28號,《亮劍》迎來了大結局。
戰爭結束了,劇情漸漸有些平淡。
不過即便如此,連着追了快半個月的觀衆們,還是準時守在了電視機前。
這回沒有張白露這個角色,李雲龍沒有出軌,不然就是侮辱了這個角色。
但是田雨這個大家閨秀,和李雲龍這個大老粗,因爲經歷、認知不同,也偶爾會鬧點矛盾。
都還在磨閤中,新社會和剛從舊時代走過來的老百姓之間也需要磨合。
可這只是開始,趙剛來探望李雲龍,兩人去幼兒園接孩子。
“爸爸,幹嘛不把咱家的汽車開來接我們呀。”
孩童的無知之言,也讓趙剛和李雲龍深深擔憂起來。
“勝利只是第一步,離成功還早着啊。”
“很多老百姓溫飽都沒有解決,有些....”
“以史爲鑑啊!”
不止是正直有抱負的趙剛,李雲龍也不是原版只知道打仗的粗人。
紅大、抗大一路走來,又有趙剛這個思想先進的燕大學生在身邊,也成長了很多。
不過,也就是短短一段對話而已。
55年授銜,鐵三角不滿只有一顆星鬧情緒,李雲龍被叫到院長辦公室一通訓。
看到連天王老子都不放在眼裏的李雲龍,在老首長面前乖巧的模樣,觀衆們都有些想笑。
軍銜這塊,宋新沒改。
因爲按評級要求,他們三個都沒有兩星的資格。
畢業論文、授銜。
穿着新式禮服的李雲龍在紅旗下敬禮,新的時代到來了。
《亮劍》完美收官,平均收視率也衝破了30%,不過最高收視率還是停留在平安格勒戰役的41.7%。
首輪播放結束,也各大媒體也給電視劇做了個總結性的評價。
各個讜報、都市報、晚報,幾乎都是一片正面的讚譽。
乘着這股東風,齊魯、江寧、首都,以及剛剛和川西分家的崇慶直轄市,四家電視臺陸續宣佈國慶節接檔播出。
新一輪的播放熱潮又要開始,《返老還童》劇組也離開了蔚海,開始下一個外景地點。
甲午戰爭戲份拍完了,接着是更早的中法戰爭。
外表60多歲男主角同樣也參與了,不過這回不是潰敗,是先勝後敗。
把法蘭西總裏都打下臺了,不過也沒什麼稀奇的,法蘭西作爲格命勝地,年年鬧格命,總裏一年一換,甚至一年換兩三個都是常事。
宋新截取了鎮南關大勝,一場中越邊境大敗法軍的戰爭,後來改名叫友誼關。
還是部隊見聞、戰爭戲各幾個鏡頭。
重點也不是部隊腐敗,剛剛過去的洋務運動還是有效果的。
尤其是太平天國加第二次鴨片戰爭之後,慈禧也意識到了威脅,捨得投入,也還有一批有志之士爲清朝效死。

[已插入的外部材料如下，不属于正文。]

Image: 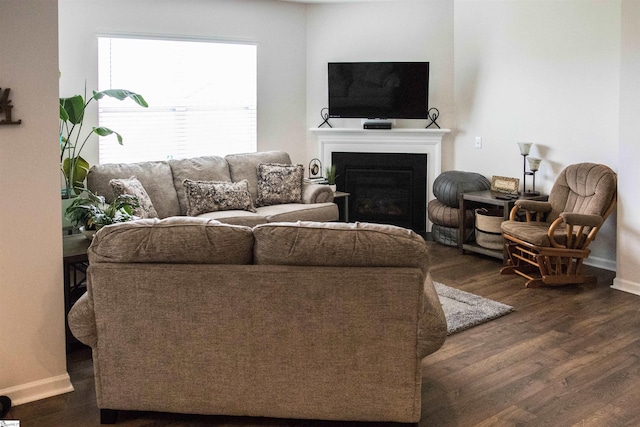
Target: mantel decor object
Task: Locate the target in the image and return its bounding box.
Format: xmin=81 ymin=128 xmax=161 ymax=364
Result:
xmin=318 ymin=108 xmax=333 ymax=128
xmin=518 ymin=142 xmax=542 ymax=197
xmin=309 ymin=159 xmax=322 ymax=179
xmin=425 ymin=107 xmax=440 ymax=129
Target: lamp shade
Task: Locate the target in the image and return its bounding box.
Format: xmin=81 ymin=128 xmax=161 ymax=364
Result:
xmin=518 ymin=142 xmax=533 ymax=156
xmin=527 ymin=157 xmax=542 ymax=172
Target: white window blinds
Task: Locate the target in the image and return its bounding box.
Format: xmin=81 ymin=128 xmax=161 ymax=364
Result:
xmin=98 ymin=37 xmax=257 ymax=163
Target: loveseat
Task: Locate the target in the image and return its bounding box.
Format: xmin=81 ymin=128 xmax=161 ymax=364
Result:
xmin=87 ymin=151 xmax=338 ymax=227
xmin=69 ymin=217 xmax=446 ymax=422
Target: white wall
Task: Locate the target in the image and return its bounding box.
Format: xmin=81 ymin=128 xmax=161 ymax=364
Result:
xmin=453 ymin=0 xmax=620 ymax=270
xmin=0 ymin=0 xmax=72 ymax=404
xmin=614 ymin=0 xmax=640 ymax=295
xmin=307 ymin=0 xmax=453 ymax=164
xmin=59 ymin=0 xmax=306 ymax=164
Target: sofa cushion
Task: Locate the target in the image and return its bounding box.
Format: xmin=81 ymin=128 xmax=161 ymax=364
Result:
xmin=183 ymin=179 xmax=256 ymax=216
xmin=198 ymin=209 xmax=268 ymax=227
xmin=169 ymin=156 xmax=231 ymax=215
xmin=225 ymin=151 xmax=291 ymax=205
xmin=253 ymin=221 xmax=428 ymax=274
xmin=256 ymin=202 xmax=339 ymax=222
xmin=109 ymin=176 xmax=158 ymax=218
xmin=256 ymin=163 xmax=304 ymax=206
xmin=87 ymin=162 xmax=180 ymax=218
xmin=88 ymin=217 xmax=253 ymax=264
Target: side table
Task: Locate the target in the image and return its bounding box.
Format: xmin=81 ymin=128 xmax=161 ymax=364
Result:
xmin=458 ymin=190 xmax=549 ymax=263
xmin=62 ymin=234 xmax=91 ymax=350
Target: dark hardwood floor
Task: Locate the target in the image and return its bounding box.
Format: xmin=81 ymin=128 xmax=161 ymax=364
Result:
xmin=7 ymin=242 xmax=640 ymax=427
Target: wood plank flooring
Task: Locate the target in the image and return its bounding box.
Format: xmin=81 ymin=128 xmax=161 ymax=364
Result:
xmin=8 ymin=242 xmax=640 ymax=427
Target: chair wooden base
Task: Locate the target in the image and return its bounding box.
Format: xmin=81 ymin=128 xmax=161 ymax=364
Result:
xmin=500 ymin=241 xmax=595 ymax=288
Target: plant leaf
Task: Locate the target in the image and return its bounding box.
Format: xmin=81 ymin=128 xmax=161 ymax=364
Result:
xmin=93 ymin=89 xmax=149 ymax=107
xmin=93 ymin=126 xmax=122 ymax=145
xmin=60 ymin=103 xmax=69 ymax=122
xmin=60 ymin=95 xmax=84 ymax=125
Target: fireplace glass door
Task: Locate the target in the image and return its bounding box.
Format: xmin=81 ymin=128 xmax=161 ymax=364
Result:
xmin=332 ymin=152 xmax=427 ymax=236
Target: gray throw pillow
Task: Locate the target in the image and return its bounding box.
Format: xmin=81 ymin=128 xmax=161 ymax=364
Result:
xmin=182 ymin=179 xmax=256 ymax=216
xmin=256 ymin=163 xmax=304 ymax=206
xmin=109 ymin=176 xmax=158 ymax=218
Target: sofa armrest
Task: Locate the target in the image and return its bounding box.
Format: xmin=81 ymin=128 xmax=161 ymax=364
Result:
xmin=68 ymin=292 xmax=98 ymax=347
xmin=302 ymin=182 xmax=333 ymax=203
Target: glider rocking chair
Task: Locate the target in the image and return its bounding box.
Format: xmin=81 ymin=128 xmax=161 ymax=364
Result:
xmin=500 ymin=163 xmax=617 ymax=287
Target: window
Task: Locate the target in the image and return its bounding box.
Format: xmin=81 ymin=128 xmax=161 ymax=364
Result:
xmin=98 ymin=37 xmax=257 ymax=163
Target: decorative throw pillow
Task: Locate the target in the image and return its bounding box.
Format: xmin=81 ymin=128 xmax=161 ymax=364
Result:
xmin=257 ymin=163 xmax=304 ymax=206
xmin=109 ymin=176 xmax=158 ymax=218
xmin=182 ymin=179 xmax=256 ymax=216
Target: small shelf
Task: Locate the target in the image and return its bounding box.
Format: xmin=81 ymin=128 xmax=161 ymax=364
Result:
xmin=458 ymin=190 xmax=549 ymax=263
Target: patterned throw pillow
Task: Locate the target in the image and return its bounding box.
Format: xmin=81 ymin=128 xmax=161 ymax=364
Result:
xmin=182 ymin=179 xmax=256 ymax=216
xmin=257 ymin=163 xmax=304 ymax=206
xmin=109 ymin=176 xmax=158 ymax=218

不過,晚清軍隊雖然還沒徹底崩壞,可是清廷,尤其是上層,早就爛掉了。
中法戰爭打贏了,清廷決定乘勝即收。
因爲怕大勝激起老百姓,尤其是漢人的血性和抗爭,威脅到清廷的統治。
《中法條約》誕生,承認了法蘭西吞併安南,西南門戶大開。
打贏了還簽訂喪權辱國的條約,聞所未聞。
宋新給了大勝後將士們,還有男主角,一個滿臉不解、屈辱、迷茫的表情特寫。
中法戰爭比較短,就幾場戲,主要是展現出一下清軍的戰力,和洋務運動的成果。
變法、格命國家才強大,引出洋務運動後的戊戌變法,也激勵着男主角尋求格命的道路。
也是爲了甲午戰爭的潰敗,做個鋪墊和對比。
正是中法戰爭的大勝,擊敗了歐洲列強,讓晚清繼續做着天朝上國的美夢,老佛爺放心地修者園子。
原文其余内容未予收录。